Bangladesh and India’s key ports — Chattogram Port and Mundra Port — are under mounting pressure as surging trade volumes collide with capacity constraints, prompting operational strain and rising costs for exporters, shipping lines and inland logistics operators alike.
In Chattogram, the summer spike in vessel traffic is largely a fallout from India’s recent clampdown on land-based trade with Bangladesh. In May, New Delhi imposed sweeping restrictions on several Bangladesh exports via land routes, including ready-made garments, jute products and processed foods, in response to Dhaka’s earlier ban on yarn imports from India through land ports. As land corridors dried up, traders rerouted shipments to sea, causing a flood of containers into Chattogram. The Port of Chattogram now handles more than 90 percent of Bangladesh’s foreign trade, amplifying its exposure to overload.
In August, the port’s New Mooring Container Terminal (NCT) processed about 122,517 TEUs, up 27.6 percent over the same month last year. The port’s overall throughput for 2025 is projected to reach 3.7 million TEUs, a near-13 percent increase over 2024.
Despite the surge, the port has seen signs of breathing room in recent weeks: average waiting times to berth have dropped from peaks of 4.5 days to about 1.19 days, according to Kuehne+Nagel’s operational updates. Yard occupancy remains high, at about 85.4 percent, prompting stricter time limits—especially on gearless vessels. Four vessels were waiting for a berth at the time of reporting.
Some of the easing reflects concerted efforts by port authorities to speed handling and limit container dwell time. But structural constraints persist: equipment bottlenecks, yard space limits, road congestion and periodic labour unrest continue to dampen operational flexibility. Over September, protests among port workers added strain to already delicate processes.
India’s Mundra Port, meanwhile, is reeling from landside delays that threaten freight flows into northern states. Vessel waiting times at Mundra have slightly improved—from 1.48 days to 1.38 days over the past week—but still exceed earlier norms. The port is contending with container yard congestion, limited gate capacity and growing inward demand as exporters and importers reroute through seaports rather than over extended land corridors.
Mundra’s situation is not isolated. Across India’s western seaboard, lines stretching into rail and road networks are inching toward saturation. Monsoon weather intermittently interrupts terminal operations, and hinterland connectivity remains a critical constraint for inland distribution.

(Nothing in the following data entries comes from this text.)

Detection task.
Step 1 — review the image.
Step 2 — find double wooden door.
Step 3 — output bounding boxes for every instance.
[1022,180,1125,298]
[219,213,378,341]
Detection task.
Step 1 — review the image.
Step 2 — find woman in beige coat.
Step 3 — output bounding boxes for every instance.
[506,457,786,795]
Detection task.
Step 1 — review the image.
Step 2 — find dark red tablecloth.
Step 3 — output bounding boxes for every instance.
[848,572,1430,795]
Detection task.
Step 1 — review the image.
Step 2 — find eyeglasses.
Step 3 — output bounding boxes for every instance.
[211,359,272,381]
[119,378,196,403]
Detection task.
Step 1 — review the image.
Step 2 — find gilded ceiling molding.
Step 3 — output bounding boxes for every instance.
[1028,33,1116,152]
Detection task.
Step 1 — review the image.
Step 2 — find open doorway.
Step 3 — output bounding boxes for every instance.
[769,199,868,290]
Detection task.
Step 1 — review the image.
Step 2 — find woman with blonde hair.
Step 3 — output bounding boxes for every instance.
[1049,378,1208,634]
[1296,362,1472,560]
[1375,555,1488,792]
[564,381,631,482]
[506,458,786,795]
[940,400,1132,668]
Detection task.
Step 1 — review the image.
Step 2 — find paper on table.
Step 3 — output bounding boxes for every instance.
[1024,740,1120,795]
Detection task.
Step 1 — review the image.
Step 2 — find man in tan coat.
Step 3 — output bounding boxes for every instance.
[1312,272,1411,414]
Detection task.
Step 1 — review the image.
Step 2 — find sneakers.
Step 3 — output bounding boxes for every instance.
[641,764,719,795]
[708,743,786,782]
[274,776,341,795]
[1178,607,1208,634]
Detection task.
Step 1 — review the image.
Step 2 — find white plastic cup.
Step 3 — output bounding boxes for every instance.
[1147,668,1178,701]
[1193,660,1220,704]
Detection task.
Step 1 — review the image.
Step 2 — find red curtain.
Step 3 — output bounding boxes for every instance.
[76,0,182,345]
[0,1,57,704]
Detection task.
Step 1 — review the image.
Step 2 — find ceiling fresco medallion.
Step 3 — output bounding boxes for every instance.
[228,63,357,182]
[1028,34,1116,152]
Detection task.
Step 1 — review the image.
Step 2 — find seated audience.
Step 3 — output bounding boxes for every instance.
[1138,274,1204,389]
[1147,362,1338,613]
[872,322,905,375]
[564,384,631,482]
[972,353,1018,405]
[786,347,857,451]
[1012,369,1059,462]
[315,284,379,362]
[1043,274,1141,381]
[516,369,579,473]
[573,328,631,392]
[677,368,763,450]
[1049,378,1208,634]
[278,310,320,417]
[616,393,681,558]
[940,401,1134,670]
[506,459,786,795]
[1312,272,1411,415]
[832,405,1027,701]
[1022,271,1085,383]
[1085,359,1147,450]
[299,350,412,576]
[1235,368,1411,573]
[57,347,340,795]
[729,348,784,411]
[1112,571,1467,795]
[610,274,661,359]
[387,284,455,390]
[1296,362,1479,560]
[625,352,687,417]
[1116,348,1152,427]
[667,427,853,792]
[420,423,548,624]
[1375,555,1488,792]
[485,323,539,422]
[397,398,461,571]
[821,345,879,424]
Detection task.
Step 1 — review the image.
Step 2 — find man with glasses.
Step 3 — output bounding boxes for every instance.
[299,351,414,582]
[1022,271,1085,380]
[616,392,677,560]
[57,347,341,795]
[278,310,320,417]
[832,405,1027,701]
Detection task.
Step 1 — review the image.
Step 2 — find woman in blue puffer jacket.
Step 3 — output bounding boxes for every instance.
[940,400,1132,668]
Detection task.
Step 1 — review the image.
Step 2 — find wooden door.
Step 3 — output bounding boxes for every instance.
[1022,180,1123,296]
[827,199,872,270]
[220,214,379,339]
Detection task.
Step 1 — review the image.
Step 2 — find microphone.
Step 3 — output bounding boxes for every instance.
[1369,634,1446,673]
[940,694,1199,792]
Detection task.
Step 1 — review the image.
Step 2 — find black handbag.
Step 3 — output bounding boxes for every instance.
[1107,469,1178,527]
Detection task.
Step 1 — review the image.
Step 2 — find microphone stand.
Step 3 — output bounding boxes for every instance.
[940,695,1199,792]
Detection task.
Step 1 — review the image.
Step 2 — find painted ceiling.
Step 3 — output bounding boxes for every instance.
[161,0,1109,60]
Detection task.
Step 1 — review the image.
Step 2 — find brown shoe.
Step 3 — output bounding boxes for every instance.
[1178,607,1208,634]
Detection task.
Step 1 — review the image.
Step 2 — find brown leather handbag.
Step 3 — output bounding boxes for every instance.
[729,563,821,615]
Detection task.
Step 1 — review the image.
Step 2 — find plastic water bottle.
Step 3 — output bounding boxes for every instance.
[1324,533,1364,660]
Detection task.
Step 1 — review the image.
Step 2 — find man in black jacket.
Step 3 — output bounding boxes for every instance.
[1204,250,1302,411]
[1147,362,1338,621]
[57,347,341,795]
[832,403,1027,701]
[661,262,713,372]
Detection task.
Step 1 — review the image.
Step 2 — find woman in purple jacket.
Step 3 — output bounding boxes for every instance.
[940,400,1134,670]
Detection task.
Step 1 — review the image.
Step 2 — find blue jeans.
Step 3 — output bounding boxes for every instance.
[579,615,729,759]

The clash of surging volumes and constrained infrastructure is driving freight cost inflation and delays. For Bangladesh exporters, sea routing is inherently costlier and slower than land transit. For Indian importers, the rerouting of goods from land to sea can add layers of logistics complexity and lead times. Moreover, dependence on overburdened ports amplifies vulnerability: any disruption — whether from storms, breakdowns or labour stoppages — could cascade into supply chain stoppages across a wide region.
Looking ahead, incremental optimizations may not be enough for these ports. Both ports will need to accelerate infrastructure upgrades — adding yard capacity, boosting crane productivity, expanding road and rail links, and deploying smart container stacking and scheduling systems.
For Chattogram, faster development of satellite container depots and unlocking land access for overflow stockpiles will be critical. For Mundra, improvements in gate throughput, hinterland rail links and digital freight management could help absorb the load.
If policy conditions shift (for example, if India revisits land-port restrictions), some pressure may ease. But for now, South Asia’s busiest maritime gateways remain in the eye of a container storm.